How’s this for a draft for how I’m explaining hit points in Blood & Treasure …
“Hit points don’t represent anything solid or real or concrete in and of themselves. Rather, they are part of a complex calculation that boils down to this: “What are the chances that the next moment of mortal peril you experience will be your last.” That mortal peril might be a sword fight, a poison needle, a trap door … anything that might kill you. Most often, hit points relate to combat.
It is important to remember that hit points are only part of the combat calculation for how likely you are to die. The complete calculation is in two parts. The first part pits your opponent’s fighting skill against your armor and quickness (i.e. his or her attack roll vs. your Armor Class). The second part pits your opponent’s strength and weapon type against your own fighting skill (i.e. his or her damage roll vs. your hit points). While most of the numbers in these calculations are fairly static, hit points moves quite a bit. The more danger you experience, the more likely your next dangerous act will be your last.

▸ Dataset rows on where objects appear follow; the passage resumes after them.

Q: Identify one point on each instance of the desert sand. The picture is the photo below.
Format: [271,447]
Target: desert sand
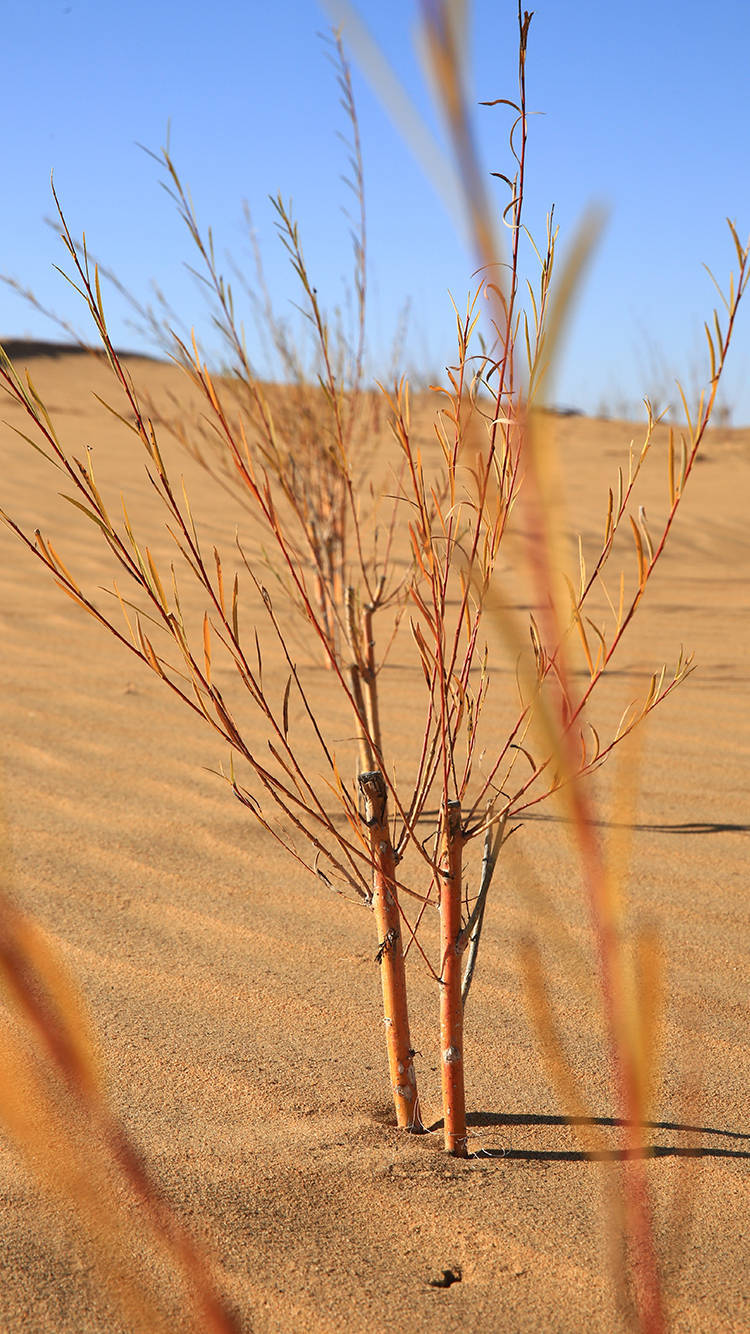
[238,1003]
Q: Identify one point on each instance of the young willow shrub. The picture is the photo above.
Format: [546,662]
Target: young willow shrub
[348,817]
[434,612]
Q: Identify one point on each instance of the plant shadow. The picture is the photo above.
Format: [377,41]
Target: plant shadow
[649,1150]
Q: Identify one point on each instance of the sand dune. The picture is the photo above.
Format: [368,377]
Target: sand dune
[238,1003]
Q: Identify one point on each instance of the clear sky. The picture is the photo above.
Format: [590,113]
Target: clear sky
[645,107]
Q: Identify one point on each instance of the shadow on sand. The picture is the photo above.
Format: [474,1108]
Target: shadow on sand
[569,1155]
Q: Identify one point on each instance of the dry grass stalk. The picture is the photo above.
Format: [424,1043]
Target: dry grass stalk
[55,1107]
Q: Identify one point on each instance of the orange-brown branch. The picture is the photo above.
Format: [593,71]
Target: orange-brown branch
[390,951]
[451,1005]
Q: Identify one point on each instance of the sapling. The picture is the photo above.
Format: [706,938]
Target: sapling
[348,817]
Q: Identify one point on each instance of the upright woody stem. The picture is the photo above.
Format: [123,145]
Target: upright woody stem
[390,953]
[451,1003]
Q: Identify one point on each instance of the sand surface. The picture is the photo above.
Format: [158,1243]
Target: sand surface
[238,1003]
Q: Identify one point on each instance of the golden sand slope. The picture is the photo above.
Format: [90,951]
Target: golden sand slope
[238,1005]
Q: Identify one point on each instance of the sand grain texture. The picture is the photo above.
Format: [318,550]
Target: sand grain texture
[238,1005]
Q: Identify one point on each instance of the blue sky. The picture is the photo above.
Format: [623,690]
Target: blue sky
[643,108]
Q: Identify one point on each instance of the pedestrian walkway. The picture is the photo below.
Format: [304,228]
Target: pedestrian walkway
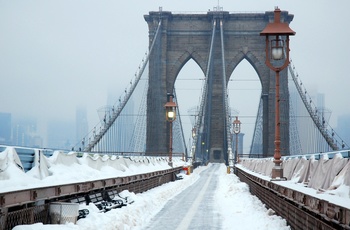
[193,208]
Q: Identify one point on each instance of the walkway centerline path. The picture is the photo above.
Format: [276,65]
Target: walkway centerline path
[193,208]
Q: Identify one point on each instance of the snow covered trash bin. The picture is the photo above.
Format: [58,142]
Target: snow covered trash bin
[61,213]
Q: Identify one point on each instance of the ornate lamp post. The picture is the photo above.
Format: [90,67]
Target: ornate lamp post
[277,49]
[236,129]
[170,115]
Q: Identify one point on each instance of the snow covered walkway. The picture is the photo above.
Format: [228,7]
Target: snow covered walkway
[194,208]
[207,199]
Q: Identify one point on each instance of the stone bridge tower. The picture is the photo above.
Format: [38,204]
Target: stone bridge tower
[188,36]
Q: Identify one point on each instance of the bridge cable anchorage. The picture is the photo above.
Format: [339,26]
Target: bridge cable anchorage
[203,105]
[97,138]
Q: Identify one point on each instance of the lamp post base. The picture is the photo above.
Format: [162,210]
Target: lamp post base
[277,173]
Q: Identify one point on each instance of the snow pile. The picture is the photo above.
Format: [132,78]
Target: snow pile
[240,210]
[323,175]
[64,168]
[134,216]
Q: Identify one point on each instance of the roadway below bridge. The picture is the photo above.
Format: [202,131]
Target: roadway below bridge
[193,208]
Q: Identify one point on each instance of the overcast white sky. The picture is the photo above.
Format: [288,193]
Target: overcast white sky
[59,54]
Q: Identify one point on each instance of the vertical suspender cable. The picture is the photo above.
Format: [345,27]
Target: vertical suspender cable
[224,92]
[103,131]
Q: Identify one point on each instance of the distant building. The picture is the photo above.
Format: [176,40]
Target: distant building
[60,135]
[5,130]
[81,126]
[25,134]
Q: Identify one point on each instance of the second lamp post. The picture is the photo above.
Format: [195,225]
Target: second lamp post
[170,115]
[236,129]
[277,49]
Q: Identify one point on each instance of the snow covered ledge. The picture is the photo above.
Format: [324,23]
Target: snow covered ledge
[65,168]
[316,175]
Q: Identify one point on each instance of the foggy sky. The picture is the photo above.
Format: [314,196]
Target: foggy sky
[60,54]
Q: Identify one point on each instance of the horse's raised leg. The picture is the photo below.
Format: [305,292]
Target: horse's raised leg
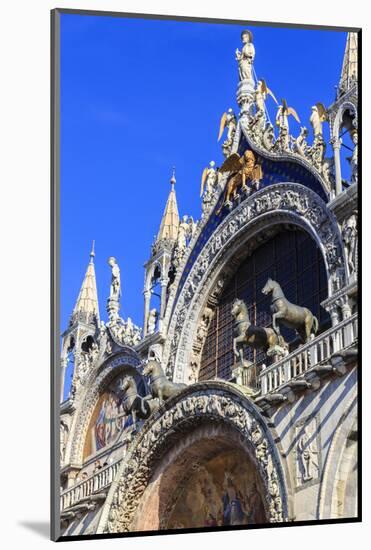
[275,316]
[308,328]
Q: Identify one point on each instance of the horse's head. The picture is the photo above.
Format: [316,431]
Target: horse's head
[268,287]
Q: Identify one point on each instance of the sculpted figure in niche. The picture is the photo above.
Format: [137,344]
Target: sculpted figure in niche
[209,182]
[228,121]
[354,158]
[152,318]
[306,452]
[318,116]
[115,289]
[246,56]
[350,240]
[283,112]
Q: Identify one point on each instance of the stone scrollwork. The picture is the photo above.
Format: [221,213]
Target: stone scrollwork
[207,402]
[287,200]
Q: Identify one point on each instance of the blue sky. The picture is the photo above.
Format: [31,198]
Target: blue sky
[140,96]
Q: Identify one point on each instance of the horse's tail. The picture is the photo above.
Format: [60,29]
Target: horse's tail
[315,324]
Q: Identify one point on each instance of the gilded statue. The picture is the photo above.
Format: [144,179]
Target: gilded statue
[243,169]
[247,334]
[246,56]
[292,316]
[160,386]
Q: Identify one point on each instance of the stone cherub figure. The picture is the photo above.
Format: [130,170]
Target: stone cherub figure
[246,56]
[115,289]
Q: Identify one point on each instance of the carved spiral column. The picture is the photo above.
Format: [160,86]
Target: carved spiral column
[336,144]
[63,376]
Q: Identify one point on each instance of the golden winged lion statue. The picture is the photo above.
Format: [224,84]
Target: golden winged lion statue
[242,169]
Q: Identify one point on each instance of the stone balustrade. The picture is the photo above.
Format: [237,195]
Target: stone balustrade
[307,356]
[92,484]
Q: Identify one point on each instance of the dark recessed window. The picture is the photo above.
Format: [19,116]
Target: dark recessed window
[293,259]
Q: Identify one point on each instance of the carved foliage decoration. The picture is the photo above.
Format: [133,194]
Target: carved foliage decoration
[182,415]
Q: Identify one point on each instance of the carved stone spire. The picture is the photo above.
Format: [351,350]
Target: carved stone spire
[86,308]
[349,71]
[170,219]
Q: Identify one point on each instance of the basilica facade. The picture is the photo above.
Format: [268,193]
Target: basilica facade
[236,404]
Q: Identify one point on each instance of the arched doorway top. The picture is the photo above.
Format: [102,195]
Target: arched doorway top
[284,203]
[212,403]
[127,361]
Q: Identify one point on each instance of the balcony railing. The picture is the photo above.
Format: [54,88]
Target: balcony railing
[89,486]
[315,352]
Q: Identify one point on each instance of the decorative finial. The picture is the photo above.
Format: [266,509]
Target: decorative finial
[173,180]
[92,253]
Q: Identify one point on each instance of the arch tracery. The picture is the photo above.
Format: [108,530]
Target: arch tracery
[280,203]
[125,362]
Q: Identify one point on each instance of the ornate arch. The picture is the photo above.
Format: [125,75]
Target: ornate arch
[216,405]
[337,120]
[285,203]
[126,361]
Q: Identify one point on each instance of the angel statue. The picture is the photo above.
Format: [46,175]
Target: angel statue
[246,56]
[115,289]
[228,121]
[208,184]
[300,143]
[261,93]
[186,230]
[319,115]
[242,169]
[282,122]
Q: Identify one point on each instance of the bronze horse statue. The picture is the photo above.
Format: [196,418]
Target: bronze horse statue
[292,316]
[251,335]
[160,386]
[132,402]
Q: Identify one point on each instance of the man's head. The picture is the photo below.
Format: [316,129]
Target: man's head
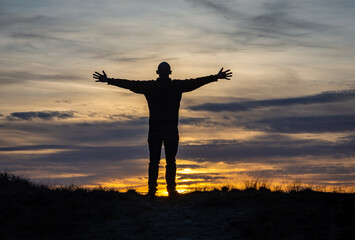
[164,69]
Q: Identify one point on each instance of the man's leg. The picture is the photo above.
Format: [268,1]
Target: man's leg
[154,159]
[171,147]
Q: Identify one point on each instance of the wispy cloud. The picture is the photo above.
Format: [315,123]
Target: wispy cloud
[325,97]
[42,115]
[305,124]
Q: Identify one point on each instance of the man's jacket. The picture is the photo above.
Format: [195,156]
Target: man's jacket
[163,95]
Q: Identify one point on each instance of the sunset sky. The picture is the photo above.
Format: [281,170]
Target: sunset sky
[287,114]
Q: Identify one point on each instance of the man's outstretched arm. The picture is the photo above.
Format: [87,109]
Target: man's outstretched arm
[135,86]
[192,84]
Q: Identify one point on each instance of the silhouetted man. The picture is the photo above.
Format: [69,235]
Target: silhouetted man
[163,96]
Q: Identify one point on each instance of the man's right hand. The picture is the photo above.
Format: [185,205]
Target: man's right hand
[100,77]
[224,74]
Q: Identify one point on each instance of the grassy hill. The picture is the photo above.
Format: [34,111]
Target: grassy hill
[30,211]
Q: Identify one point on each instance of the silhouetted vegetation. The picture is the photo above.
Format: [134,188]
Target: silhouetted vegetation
[32,211]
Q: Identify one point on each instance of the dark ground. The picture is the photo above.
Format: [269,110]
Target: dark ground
[29,211]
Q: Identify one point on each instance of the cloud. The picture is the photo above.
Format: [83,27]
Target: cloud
[305,124]
[19,77]
[42,115]
[324,97]
[276,25]
[266,151]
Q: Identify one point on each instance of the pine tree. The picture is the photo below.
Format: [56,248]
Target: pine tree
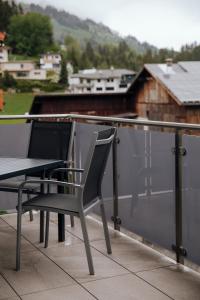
[63,73]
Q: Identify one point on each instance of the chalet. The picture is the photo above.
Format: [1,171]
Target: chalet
[168,92]
[101,81]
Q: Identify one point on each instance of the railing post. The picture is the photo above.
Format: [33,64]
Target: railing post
[179,152]
[115,218]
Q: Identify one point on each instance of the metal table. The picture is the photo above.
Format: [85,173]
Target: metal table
[12,167]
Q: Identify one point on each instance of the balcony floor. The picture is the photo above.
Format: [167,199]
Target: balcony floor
[60,272]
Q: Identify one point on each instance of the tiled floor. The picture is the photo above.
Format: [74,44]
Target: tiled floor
[60,272]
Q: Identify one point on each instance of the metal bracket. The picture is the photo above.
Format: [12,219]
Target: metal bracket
[116,220]
[181,151]
[182,251]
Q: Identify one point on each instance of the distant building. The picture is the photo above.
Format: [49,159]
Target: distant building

This is why a character can go from 100 to 1 hit points without suffering any particular physical hardships. All of those lost hit points represent narrow misses, lucky breaks and scrapes and scratches. Those last hit points lost, though, represent the sword in the heart, the knife in the back, the quaff of poisoned wine or the plunge off a cliff onto the rocks below. It represents the end of the story. (Though if your friends have enough money and are inclined to spend it, that story might have a new beginning).
The alternate dying system (see below) provides an option for translating 0 hit points into injury rather than sure death, of course, but the baseline assumption is that your hit points are merely an abstract measure of your chances of survival. Treasure them, adventurer, and know when to say when.”